Quercetin activates the SIRT6-Nrf2 axis during oxidative stress, modulating ageing-associated markers in healthy men

Quercetin is a dietary flavonoid with antioxidant, anti-inflammatory, and senolytic properties, yet its effects on exercise-induced DNA damage responses in healthy humans are unclear. We conducted a double-blind, placebo-controlled crossover trial (n = 13, middle-aged men) combining acute high-intensity interval exercise (HIIE) with 21-day quercetin supplementation (1000 mg/day). We quantified plasma quercetin and nuclear localisation, DNA repair and sirtuin gene expression, oxidative DNA damage (single and double-strand breaks, oxidised purines), and plasma/IgG glycomics including a preliminary GlycanAge index.
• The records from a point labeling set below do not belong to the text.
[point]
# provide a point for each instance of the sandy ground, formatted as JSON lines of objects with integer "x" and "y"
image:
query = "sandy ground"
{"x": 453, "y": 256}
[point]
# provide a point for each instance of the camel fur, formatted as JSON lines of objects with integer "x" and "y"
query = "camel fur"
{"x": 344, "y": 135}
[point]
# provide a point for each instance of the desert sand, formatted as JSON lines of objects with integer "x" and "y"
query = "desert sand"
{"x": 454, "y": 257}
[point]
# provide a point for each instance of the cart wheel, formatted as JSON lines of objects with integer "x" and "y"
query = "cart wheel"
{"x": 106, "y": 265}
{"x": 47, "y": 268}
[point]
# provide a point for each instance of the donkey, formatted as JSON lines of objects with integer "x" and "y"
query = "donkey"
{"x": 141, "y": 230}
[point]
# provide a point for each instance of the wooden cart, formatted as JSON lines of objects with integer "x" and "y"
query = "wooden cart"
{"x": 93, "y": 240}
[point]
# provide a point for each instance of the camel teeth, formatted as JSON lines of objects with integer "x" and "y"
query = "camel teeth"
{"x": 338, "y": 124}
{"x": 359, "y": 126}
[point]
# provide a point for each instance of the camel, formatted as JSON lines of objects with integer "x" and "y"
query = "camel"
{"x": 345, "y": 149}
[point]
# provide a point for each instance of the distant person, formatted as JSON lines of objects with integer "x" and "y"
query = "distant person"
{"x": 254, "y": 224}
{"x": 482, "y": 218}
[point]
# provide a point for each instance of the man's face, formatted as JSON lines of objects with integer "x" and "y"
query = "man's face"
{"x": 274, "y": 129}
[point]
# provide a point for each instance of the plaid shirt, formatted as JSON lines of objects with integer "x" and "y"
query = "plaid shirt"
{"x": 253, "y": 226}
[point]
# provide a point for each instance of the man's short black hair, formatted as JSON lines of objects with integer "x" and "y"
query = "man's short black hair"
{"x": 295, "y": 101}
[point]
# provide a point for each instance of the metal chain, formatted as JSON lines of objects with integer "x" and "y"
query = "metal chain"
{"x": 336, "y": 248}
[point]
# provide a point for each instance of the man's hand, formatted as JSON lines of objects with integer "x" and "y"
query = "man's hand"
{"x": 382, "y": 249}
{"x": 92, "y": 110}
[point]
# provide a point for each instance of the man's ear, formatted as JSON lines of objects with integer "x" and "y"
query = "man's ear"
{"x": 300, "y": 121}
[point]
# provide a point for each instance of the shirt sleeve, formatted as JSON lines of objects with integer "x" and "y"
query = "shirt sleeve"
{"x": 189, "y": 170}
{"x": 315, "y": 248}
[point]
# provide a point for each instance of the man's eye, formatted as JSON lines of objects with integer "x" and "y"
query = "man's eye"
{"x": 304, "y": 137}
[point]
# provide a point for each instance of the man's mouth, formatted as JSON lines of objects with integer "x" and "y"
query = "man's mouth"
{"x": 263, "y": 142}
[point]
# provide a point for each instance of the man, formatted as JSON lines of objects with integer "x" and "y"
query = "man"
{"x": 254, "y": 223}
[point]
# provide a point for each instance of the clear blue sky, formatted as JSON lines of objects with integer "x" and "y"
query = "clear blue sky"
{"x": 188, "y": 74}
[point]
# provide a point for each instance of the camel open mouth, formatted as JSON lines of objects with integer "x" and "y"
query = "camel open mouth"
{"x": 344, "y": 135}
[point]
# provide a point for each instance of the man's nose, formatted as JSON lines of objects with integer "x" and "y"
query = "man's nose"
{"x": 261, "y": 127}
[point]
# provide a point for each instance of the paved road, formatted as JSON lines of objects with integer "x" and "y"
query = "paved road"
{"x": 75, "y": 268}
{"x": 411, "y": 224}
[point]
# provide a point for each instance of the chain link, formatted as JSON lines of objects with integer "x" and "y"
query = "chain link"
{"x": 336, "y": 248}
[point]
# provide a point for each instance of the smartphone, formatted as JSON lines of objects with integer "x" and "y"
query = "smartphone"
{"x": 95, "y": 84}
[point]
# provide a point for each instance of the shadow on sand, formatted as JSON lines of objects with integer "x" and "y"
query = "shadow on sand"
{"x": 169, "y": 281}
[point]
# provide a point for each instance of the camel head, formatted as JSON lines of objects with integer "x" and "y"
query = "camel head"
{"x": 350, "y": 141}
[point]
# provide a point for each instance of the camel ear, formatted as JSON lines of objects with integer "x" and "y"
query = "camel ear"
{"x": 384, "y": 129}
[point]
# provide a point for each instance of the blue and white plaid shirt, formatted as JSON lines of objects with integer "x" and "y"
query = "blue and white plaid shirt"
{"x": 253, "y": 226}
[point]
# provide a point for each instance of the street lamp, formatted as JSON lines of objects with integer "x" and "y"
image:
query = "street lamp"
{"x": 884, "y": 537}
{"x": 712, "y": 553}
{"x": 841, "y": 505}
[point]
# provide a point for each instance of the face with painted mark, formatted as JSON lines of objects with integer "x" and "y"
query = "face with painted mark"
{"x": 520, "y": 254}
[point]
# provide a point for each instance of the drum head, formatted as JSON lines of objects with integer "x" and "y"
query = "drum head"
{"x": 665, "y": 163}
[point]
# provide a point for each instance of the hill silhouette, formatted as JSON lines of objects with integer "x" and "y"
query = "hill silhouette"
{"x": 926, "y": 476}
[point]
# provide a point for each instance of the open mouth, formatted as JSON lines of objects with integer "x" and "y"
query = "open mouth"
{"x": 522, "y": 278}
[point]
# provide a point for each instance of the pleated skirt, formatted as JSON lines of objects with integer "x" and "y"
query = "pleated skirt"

Quercetin increased in plasma and nucleus post-exercise (p < 0.001; p < 0.05). Compared with placebo, quercetin increased post-exercise SIRT6-quercetin nuclear colocalisation (p < 0.001 at all timepoints) and Nrf2 nuclear translocation (p < 0.001). In placebo, SIRT1, PARP1 and RAD51 expression increased post-exercise, whereas SIRT6 and OGG1 decreased; this pattern was reversed with quercetin (all p < 0.05). Oxidative DNA damage markers were reduced with quercetin versus placebo (p < 0.001). Exercise-induced increases in plasma galactosylation and decreases in agalactosylation were observed in placebo but not with quercetin (all p < 0.05); GlycanAge showed non-significant increases post-exercise in placebo and a non-significant decrease following 21-day quercetin supplementation. In summary, short-term quercetin activates a SIRT6-Nrf2-linked response during HIIE, sustains DNA repair capacity, and stabilises inflammatory glycomic dynamics, consistent with a shift toward energetically economical, chromatin-associated repair. By providing evidence that quercetin biases DNA repair pathway usage under physiological oxidative stress, this work advances a framework of repair efficiency and energetic economy in human genome maintenance.